B1 18 B8 A1 29 10 00 00 00 68 0B 00 00 00 00 00 00 00 E6 B9 98 29 CA 9A EE A9 A1 8D FC C7 95 2C C6 A9 AC C3 52 08 00 96 69 99 1D 58 5A D0 B2 78 0B 27 64 11 6F FA 07 00 00 00 16 38 AC 00 00 20
B1 18 C8 A0 29 10 00 00 00 50 0B 00 00 00 00 00 00 00 F3 79 A1 32 3A 92 06 5A A3 90 6C C8 98 0C C6 AB 3C C3 4E 08 00 A2 49 9A 18 58 45 CF E2 71 2A F7 65 0F 7F FA 05 00 00 00 16 38 AC 00 00 20
B1 18 58 A5 29 10 00 00 00 5F 0B 00 00 00 00 00 00 00 43 9A 8A 43 EA 9F 0A DA A3 80 1C C7 83 9C C6 A5 DC C4 67 08 00 AF 19 9B 36 18 40 D1 72 82 88 88 5E 0F 6F FA 0C 15 08 00 16 38 AC 00 00 20
B1 18 E8 A4 29 10 00 00 00 76 0B 00 00 00 00 00 00 00 F0 D8 A3 00 BA A2 04 5A A3 80 3C C7 7E CC C6 A5 FC C4 63 08 00 AD B9 9A 33 58 38 D1 82 87 31 98 5C 10 6F FA 0B C1 05 00 16 38 AC 00 00 20

FOX-1B:

D2 00 D8 42 82 10 DC 88 D7 49 3D 7D C7 27 7D 13 87 77 01 60 AA D3 91 B1 F7 5A A6 00 F0 72 01 90 74 35 07 6D 85 08 00 CA EB 78 3D C7 02 A5 C8 7F A0 B8 5D 00 D9 09 11 75 0B 01 06 38 05 01 00 55
D2 00 78 41 82 10 E1 E8 D7 4F FD 7C C4 C7 7C 0E 27 77 01 40 AE ED AA 76 F2 3A B4 00 80 72 2E D7 6E 32 57 6D 7D 08 00 CF FB 77 31 B7 5E A7 62 8B 55 58 5F 01 30 6B 08 00 00 00 06 38 F4 01 00 20
D2 00 F0 46 82 10 DD A8 D7 4A CD 7D D0 C7 7D 16 17 78 01 10 5C FF 5A B0 FD 0A A7 00 B0 4C 3C C7 73 39 E7 6D 9C 08 00 C5 2B 7B 5F 67 5F AA 72 71 82 97 61 01 E0 68 04 01 01 01 06 38 F4 01 00 20
D2 00 20 45 82 10 DC 78 D7 46 8D 7D CC 77 7D 32 C7 77 01 50 67 03 1B B1 FC 7A A5 00 90 5D 3C 47 74 38 C7 6C 90 08 00 C1 4B 7A 50 F7 72 A9 F2 74 3A 18 5E 00 30 65 08 00 00 00 06 38 F4 01 00 20

As there are only a few frames from FOX-1D I didn’t add them in here.
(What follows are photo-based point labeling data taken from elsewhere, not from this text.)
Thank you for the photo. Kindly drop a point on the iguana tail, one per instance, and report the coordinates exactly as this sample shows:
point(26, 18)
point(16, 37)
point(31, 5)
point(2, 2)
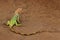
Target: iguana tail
point(13, 30)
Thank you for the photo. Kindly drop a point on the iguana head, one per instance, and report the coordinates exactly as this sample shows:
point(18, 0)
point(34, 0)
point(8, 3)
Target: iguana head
point(19, 10)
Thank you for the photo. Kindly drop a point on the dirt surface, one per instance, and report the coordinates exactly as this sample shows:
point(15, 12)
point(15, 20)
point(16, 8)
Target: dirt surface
point(38, 15)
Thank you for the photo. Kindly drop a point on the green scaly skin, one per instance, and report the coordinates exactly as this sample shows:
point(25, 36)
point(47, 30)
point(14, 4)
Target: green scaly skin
point(14, 21)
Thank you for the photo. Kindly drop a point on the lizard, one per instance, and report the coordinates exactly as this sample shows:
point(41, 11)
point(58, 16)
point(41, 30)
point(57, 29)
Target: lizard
point(14, 21)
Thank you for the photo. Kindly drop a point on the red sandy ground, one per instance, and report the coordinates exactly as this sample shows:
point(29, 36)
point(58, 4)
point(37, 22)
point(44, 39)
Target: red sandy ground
point(38, 15)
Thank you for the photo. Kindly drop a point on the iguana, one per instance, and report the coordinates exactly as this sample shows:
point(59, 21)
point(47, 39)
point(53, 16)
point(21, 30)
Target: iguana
point(15, 21)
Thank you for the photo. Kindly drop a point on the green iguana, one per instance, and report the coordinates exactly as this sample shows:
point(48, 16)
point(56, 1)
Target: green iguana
point(15, 20)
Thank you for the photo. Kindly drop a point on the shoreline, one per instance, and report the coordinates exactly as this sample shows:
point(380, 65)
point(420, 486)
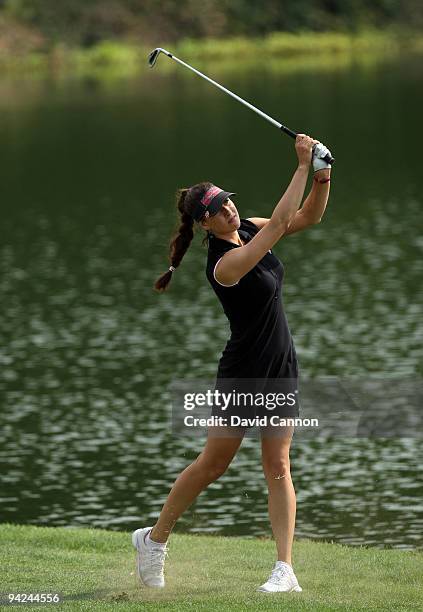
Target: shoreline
point(285, 50)
point(94, 568)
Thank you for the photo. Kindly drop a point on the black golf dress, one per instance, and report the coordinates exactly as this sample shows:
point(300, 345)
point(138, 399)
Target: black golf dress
point(260, 348)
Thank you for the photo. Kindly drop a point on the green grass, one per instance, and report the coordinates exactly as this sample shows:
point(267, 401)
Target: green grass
point(281, 50)
point(95, 570)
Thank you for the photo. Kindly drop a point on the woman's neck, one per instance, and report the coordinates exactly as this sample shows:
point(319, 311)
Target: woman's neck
point(233, 237)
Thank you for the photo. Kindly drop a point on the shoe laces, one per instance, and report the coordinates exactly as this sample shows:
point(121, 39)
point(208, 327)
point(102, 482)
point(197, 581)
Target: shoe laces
point(278, 573)
point(157, 557)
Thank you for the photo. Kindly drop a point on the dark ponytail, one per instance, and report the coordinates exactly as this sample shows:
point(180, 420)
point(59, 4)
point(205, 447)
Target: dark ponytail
point(182, 239)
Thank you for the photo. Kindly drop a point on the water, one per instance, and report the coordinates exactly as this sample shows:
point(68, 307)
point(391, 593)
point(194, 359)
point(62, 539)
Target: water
point(87, 350)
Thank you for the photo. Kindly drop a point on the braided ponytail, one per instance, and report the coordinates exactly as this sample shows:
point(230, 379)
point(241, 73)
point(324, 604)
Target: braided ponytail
point(182, 239)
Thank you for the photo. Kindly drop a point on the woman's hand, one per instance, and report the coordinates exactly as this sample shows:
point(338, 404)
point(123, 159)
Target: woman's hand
point(304, 148)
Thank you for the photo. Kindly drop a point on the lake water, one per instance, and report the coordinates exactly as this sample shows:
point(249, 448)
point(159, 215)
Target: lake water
point(89, 170)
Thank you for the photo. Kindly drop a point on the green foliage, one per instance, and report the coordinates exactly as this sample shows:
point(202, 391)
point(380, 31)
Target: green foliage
point(87, 22)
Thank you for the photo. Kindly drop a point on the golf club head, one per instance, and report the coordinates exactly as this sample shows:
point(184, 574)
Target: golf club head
point(152, 58)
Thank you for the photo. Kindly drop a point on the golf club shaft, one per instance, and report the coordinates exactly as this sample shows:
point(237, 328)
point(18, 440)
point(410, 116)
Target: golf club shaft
point(244, 102)
point(153, 57)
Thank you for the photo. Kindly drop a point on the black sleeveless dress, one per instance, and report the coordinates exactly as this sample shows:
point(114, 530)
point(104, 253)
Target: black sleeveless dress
point(260, 346)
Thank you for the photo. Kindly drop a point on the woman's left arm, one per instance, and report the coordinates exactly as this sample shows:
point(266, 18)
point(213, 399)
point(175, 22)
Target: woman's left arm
point(314, 205)
point(312, 209)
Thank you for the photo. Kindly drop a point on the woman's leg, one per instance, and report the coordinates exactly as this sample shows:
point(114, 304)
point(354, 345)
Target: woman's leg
point(208, 467)
point(281, 501)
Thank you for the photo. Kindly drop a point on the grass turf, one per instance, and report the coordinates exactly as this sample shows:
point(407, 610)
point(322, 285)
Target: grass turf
point(94, 569)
Looks like something is wrong with them

You can convert and upload these frames copy&pasting them into an empty file, save and use xxd on the commandline to get binary files needed by the kaitai WebIDE.

$ xxd -r -p fox-1a-01.txt fox-1a-01.bin

Thanks for reading, 73,
Patrick

Addendum: The last 13 bits of “Realtime Telemetry” are missing for now.